"The Maternal and Sibling Spillover Effects in Educational Attainment" (with Suyong Song). Submitted. Paper
Abstract: This paper estimates maternal and sibling spillover effects in educational attainment based on data from the NLSY surveys. Using an instrumental variable strategy, this study shows that a one-year increase in first-born’s education causes a significant increase of 4.5 months in younger sibling’s schooling and a one-year increase in maternal education significantly increases child’s education by around 3 months. It also finds that the higher the birth order, the smaller the maternal and first-born’s spillover effects. These findings emphasize the importance of both mother’s and sibling’s education in understanding the human capital production function and estimating education externalities.
"The Impact of Family Income and Maternal Labor Supply on Child Achievement and Behavior" (with Sun Hyung Kim and Suyong Song). Submitted. Paper
Abstract: This paper estimates the contemporaneous effects of family income and maternal employment on the cognitive and noncognitive skills of children ages 5-16. By using legislative changes associated with income tax liabilities and interstate banking as instruments, this study makes important improvements to the methodologies existing in the literature. It shows that on a child’s cognitive achievements family income has a significant positive effect, but maternal labor supply has a negative effect. Family income has no significant effect on a child’s noncognitive development, whereas maternal work has a significant effect although the direction of effect varies among different sub-scales.

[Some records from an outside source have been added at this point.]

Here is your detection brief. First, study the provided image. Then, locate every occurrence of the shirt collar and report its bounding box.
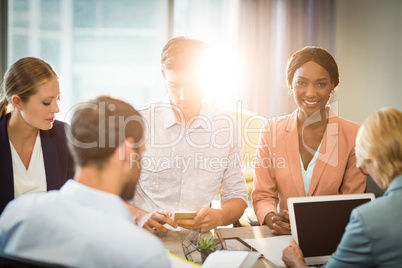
[384,175,402,195]
[60,180,132,222]
[162,95,177,129]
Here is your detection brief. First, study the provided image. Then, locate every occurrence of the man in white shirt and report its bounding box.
[130,37,248,233]
[0,97,170,268]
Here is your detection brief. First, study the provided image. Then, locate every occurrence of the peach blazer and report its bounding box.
[252,108,366,224]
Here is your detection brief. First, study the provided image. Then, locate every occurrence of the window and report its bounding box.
[7,0,242,119]
[8,0,168,120]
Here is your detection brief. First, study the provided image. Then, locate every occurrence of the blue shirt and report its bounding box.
[0,180,170,267]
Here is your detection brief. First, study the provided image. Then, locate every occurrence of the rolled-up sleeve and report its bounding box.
[252,122,279,224]
[219,118,248,205]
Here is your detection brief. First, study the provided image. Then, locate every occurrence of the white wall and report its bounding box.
[334,0,402,124]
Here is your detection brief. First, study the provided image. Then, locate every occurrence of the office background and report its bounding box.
[0,0,402,124]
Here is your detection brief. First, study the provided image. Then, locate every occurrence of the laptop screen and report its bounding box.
[288,194,374,258]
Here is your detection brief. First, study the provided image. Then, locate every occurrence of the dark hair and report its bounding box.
[161,36,209,70]
[67,96,144,169]
[286,46,339,88]
[0,57,59,119]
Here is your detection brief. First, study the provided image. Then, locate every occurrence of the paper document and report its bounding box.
[202,250,261,268]
[244,235,292,267]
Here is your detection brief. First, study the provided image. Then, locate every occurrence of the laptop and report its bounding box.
[287,193,375,265]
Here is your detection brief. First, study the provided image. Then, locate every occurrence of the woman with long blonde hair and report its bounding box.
[282,108,402,267]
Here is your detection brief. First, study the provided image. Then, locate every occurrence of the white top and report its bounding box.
[9,132,47,198]
[299,143,321,196]
[0,180,170,268]
[130,98,248,214]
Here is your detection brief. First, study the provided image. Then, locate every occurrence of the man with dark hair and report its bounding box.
[0,96,170,267]
[130,37,248,233]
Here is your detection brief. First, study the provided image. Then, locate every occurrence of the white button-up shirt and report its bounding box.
[132,98,248,214]
[0,180,170,268]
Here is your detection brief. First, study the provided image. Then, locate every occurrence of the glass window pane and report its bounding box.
[8,0,168,121]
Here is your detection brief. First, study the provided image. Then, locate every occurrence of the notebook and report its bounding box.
[288,193,375,265]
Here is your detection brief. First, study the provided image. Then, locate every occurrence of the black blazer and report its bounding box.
[0,113,74,214]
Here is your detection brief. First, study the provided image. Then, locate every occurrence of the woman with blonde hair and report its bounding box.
[0,57,74,213]
[282,108,402,267]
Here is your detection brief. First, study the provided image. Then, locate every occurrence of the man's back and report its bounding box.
[0,180,169,267]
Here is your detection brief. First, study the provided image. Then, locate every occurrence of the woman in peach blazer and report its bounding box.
[252,47,366,234]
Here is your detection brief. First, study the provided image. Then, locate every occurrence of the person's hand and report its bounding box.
[282,238,308,268]
[265,210,291,235]
[137,208,177,234]
[177,207,221,232]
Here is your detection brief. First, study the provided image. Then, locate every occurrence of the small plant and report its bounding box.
[198,236,218,251]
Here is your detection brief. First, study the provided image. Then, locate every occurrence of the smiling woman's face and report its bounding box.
[20,78,60,130]
[292,61,334,117]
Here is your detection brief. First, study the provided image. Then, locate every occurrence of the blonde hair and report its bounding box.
[0,57,59,119]
[356,108,402,189]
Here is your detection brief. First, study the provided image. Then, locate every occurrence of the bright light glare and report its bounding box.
[200,48,240,108]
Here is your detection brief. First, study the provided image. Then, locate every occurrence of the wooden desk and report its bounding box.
[158,225,274,268]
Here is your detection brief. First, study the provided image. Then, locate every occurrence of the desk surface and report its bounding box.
[158,225,274,268]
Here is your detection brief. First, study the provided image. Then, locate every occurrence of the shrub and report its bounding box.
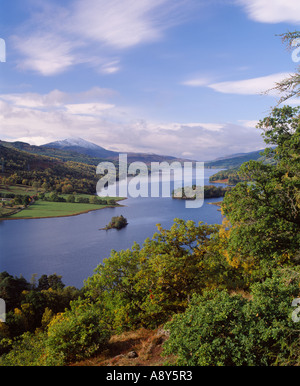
[46,301,110,364]
[164,271,300,366]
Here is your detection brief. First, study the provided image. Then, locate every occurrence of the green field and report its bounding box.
[8,200,119,219]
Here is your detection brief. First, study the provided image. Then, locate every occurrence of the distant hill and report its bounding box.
[205,149,271,169]
[0,138,191,165]
[40,138,119,159]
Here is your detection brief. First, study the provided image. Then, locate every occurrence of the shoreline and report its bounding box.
[0,197,127,221]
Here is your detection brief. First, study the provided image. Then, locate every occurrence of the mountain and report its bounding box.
[205,149,268,169]
[40,138,191,165]
[41,138,118,158]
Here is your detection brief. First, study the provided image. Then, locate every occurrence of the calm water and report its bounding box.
[0,169,222,288]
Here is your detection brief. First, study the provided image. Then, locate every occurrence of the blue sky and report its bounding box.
[0,0,300,161]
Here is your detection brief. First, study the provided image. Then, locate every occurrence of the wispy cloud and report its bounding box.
[236,0,300,24]
[0,89,263,161]
[182,72,290,96]
[11,0,198,76]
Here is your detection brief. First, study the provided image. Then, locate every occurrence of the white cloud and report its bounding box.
[183,72,291,96]
[181,77,210,87]
[0,89,263,161]
[12,34,77,76]
[237,0,300,24]
[65,103,115,115]
[208,73,290,95]
[11,0,194,76]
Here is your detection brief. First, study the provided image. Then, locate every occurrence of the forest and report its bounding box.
[0,32,300,366]
[0,102,300,366]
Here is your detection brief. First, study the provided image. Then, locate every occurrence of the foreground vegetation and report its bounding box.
[0,102,300,366]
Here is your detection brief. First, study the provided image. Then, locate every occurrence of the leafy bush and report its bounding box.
[164,272,300,366]
[46,301,111,365]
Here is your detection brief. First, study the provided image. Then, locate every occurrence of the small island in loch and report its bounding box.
[172,185,230,200]
[100,215,128,230]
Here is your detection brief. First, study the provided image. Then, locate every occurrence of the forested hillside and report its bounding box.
[0,145,99,194]
[0,106,300,366]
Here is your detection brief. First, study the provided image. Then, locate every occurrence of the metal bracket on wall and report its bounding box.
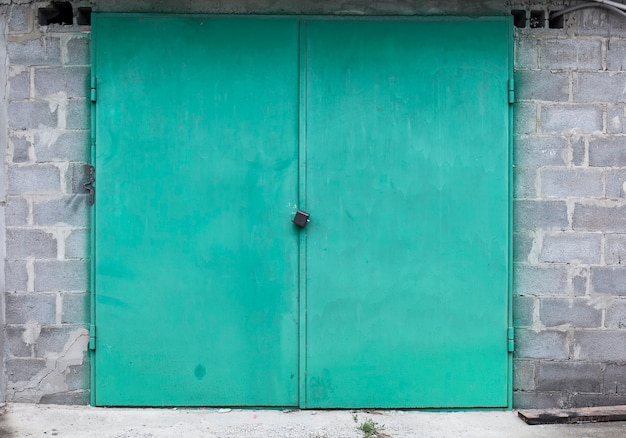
[507,327,515,353]
[83,164,96,205]
[89,324,96,350]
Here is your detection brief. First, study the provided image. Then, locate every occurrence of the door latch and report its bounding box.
[83,164,96,205]
[293,210,309,228]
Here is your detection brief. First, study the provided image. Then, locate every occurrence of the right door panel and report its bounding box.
[301,20,510,408]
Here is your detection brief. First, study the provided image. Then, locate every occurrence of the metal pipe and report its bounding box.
[550,0,626,19]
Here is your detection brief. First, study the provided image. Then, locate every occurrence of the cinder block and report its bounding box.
[65,228,91,259]
[8,164,61,195]
[606,103,626,134]
[4,196,28,226]
[513,232,535,262]
[35,67,90,97]
[604,234,626,265]
[33,195,89,227]
[513,102,537,135]
[539,298,602,328]
[35,260,89,292]
[539,38,602,70]
[7,5,35,33]
[574,72,626,103]
[591,266,626,296]
[541,168,604,198]
[513,391,569,409]
[35,326,82,358]
[513,263,568,296]
[606,169,626,198]
[513,200,569,231]
[541,104,603,134]
[604,299,626,329]
[569,393,626,408]
[8,100,57,129]
[61,293,91,324]
[6,228,57,259]
[576,8,613,37]
[513,166,537,199]
[7,37,61,65]
[572,203,626,232]
[513,135,567,166]
[6,358,46,386]
[604,363,626,395]
[39,390,89,406]
[65,362,91,391]
[5,293,56,325]
[513,295,535,327]
[515,70,569,102]
[537,361,602,393]
[539,233,602,265]
[4,260,28,292]
[513,359,536,391]
[515,329,569,360]
[589,137,626,167]
[65,163,88,195]
[35,131,91,163]
[4,327,32,357]
[11,136,31,163]
[574,330,626,362]
[67,37,91,65]
[515,36,539,70]
[8,71,30,100]
[65,99,91,131]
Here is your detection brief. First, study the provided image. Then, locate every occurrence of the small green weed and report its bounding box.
[352,415,386,438]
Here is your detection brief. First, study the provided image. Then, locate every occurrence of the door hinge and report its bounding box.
[89,324,96,351]
[91,78,98,102]
[509,79,515,103]
[83,164,96,205]
[507,327,515,353]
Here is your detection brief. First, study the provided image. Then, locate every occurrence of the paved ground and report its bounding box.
[0,404,626,438]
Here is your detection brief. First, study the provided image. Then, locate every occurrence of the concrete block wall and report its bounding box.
[0,1,90,404]
[513,8,626,408]
[0,0,626,407]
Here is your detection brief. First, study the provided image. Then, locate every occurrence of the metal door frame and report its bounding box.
[89,12,514,410]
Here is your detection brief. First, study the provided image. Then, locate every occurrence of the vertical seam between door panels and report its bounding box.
[298,20,308,408]
[506,17,515,409]
[89,14,98,406]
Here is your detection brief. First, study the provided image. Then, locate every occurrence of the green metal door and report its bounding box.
[94,14,511,408]
[94,15,299,406]
[304,19,510,408]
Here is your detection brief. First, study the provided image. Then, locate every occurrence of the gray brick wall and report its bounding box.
[0,1,90,403]
[0,0,626,408]
[513,7,626,408]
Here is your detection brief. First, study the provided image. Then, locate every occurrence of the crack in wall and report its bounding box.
[7,328,89,403]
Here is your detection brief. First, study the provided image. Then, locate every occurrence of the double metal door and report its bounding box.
[93,14,511,408]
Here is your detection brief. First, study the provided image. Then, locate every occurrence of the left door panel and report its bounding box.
[94,14,298,406]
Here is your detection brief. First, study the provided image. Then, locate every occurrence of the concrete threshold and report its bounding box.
[0,403,626,438]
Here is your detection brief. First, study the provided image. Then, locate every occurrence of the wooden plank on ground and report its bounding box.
[517,405,626,425]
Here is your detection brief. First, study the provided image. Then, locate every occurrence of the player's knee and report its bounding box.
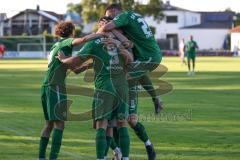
[45,122,53,132]
[128,114,138,128]
[96,120,108,130]
[54,121,65,130]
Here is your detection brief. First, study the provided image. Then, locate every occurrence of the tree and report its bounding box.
[68,0,163,23]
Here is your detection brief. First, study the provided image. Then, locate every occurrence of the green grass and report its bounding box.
[0,57,240,160]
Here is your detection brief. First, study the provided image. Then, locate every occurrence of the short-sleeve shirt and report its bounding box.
[43,38,73,86]
[113,11,161,59]
[77,38,128,94]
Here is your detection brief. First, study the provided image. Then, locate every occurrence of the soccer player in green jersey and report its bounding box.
[58,18,133,160]
[101,4,162,160]
[105,4,163,114]
[186,35,198,75]
[39,22,102,160]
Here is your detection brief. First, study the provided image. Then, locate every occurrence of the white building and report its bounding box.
[145,1,234,50]
[145,1,201,39]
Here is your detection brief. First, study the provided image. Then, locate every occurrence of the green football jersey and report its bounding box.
[113,11,161,59]
[77,38,128,94]
[43,38,73,86]
[186,41,197,54]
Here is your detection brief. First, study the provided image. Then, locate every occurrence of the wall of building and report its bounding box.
[231,33,240,52]
[179,29,229,50]
[145,11,201,39]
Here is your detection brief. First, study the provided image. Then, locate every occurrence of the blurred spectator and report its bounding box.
[179,39,187,65]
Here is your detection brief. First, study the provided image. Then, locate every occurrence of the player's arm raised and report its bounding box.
[56,52,84,68]
[118,45,133,64]
[97,21,116,33]
[72,33,105,46]
[111,29,133,48]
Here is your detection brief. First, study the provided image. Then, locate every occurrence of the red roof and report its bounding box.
[230,26,240,33]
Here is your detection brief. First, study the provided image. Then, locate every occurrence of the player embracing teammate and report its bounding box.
[39,4,162,160]
[98,4,162,160]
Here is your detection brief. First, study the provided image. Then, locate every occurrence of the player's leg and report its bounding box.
[38,120,53,160]
[105,119,122,160]
[47,85,67,160]
[128,114,156,160]
[105,126,113,159]
[96,119,108,160]
[38,87,53,160]
[139,74,163,114]
[187,57,191,75]
[49,121,64,160]
[128,80,156,160]
[93,90,115,160]
[116,85,130,160]
[192,56,196,75]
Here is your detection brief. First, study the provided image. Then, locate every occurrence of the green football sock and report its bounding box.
[118,127,130,157]
[110,138,118,150]
[96,128,107,159]
[105,136,113,156]
[113,127,119,147]
[49,128,63,160]
[38,137,49,158]
[133,122,148,143]
[139,75,157,101]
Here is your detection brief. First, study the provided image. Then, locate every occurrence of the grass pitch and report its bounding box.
[0,57,240,160]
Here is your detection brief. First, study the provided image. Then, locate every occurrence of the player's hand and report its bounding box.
[56,52,67,62]
[96,27,104,33]
[122,41,133,48]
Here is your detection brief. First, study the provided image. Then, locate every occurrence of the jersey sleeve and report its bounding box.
[76,42,93,59]
[113,12,129,27]
[61,38,74,47]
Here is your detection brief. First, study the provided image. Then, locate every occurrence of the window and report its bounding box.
[166,16,178,23]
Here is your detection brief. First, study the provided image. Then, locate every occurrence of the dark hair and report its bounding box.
[98,16,113,22]
[105,3,122,13]
[55,22,75,38]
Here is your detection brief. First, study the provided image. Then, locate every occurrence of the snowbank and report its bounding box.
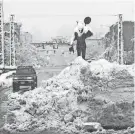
[4,57,134,133]
[0,71,15,87]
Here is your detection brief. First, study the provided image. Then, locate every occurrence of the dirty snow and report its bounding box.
[0,71,15,87]
[4,57,133,133]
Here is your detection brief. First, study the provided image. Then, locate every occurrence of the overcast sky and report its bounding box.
[3,0,134,41]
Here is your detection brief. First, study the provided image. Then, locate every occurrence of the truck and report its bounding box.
[13,66,37,92]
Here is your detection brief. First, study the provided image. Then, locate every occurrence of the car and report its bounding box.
[13,66,37,92]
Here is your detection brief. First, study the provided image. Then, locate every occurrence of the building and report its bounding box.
[4,22,22,43]
[104,21,134,64]
[20,32,32,44]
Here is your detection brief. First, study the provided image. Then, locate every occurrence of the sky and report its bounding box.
[3,0,134,42]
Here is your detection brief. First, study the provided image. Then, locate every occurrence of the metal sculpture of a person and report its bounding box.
[70,17,93,59]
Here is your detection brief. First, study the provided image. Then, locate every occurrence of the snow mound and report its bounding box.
[4,57,134,132]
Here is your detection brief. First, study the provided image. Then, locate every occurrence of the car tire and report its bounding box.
[13,83,19,92]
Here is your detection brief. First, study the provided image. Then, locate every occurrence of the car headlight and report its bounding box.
[13,77,18,80]
[27,77,32,80]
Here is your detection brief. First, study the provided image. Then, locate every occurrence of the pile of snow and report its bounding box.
[0,71,15,87]
[4,57,134,133]
[90,59,135,78]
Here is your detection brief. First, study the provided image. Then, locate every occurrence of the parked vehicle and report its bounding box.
[13,66,37,92]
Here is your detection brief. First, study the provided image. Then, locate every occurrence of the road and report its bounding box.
[0,48,76,134]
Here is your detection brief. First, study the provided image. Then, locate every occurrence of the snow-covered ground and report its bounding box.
[2,57,134,132]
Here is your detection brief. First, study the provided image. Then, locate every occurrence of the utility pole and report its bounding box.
[0,1,5,67]
[10,15,16,66]
[117,14,124,64]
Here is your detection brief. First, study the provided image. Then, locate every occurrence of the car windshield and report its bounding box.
[16,68,34,74]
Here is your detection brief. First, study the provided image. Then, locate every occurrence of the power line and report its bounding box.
[16,14,118,18]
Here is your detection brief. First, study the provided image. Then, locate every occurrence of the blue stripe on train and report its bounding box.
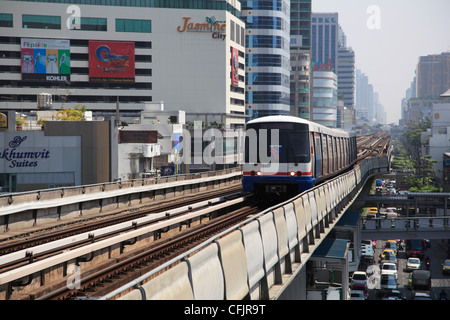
[242,176,316,192]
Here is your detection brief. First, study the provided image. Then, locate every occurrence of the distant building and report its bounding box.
[0,0,246,128]
[290,0,312,120]
[428,103,450,180]
[416,52,450,97]
[311,71,338,128]
[241,1,291,119]
[311,12,339,71]
[291,47,311,120]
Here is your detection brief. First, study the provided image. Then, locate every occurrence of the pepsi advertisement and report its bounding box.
[20,38,70,82]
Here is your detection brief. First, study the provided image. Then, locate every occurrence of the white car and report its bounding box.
[350,271,369,286]
[381,263,398,279]
[406,257,421,271]
[350,290,366,300]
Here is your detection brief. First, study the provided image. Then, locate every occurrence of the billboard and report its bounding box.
[20,38,70,82]
[89,41,135,82]
[231,47,239,86]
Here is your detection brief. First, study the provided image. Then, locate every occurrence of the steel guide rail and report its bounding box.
[0,195,248,285]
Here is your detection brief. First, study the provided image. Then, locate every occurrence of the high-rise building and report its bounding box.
[290,0,311,120]
[416,52,450,97]
[311,12,339,71]
[0,0,246,128]
[355,69,373,125]
[336,26,356,108]
[241,0,290,119]
[311,70,338,128]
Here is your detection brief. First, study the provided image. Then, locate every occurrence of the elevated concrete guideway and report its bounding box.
[100,156,389,300]
[0,168,242,238]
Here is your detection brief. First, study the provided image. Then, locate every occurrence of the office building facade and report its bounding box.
[311,70,338,128]
[311,12,339,71]
[241,0,290,118]
[0,0,245,128]
[416,52,450,98]
[290,0,311,120]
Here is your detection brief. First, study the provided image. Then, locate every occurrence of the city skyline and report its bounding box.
[312,0,450,124]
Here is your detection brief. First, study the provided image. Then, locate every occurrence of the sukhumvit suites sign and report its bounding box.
[0,136,50,168]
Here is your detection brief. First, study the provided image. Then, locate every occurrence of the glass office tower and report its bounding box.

"The Intergenerational Transmission of Cognitive, Social and Noncognitive Skills" (with Sun Hyung Kim and Suyong Song). Submitted. Paper
Abstract: We model how children’s skills are passed on from mothers. The model explains the concepts of “critical channels” through which maternal skills are transmitted to children. Exploiting the variation in the average skills of peers across the college major and occupation, we investigate the intergenerational transmission of cognitive, social and noncognitive skills using data from the NLSY79. We find statistically significant transmission of cognitive and noncognitive skills, whereas social skills are not transmitted. We investigate potential channels underlying our findings. The effective investment in child, mothers’ psychological well-being, and proper attention toward children are important mechanisms explaining main results.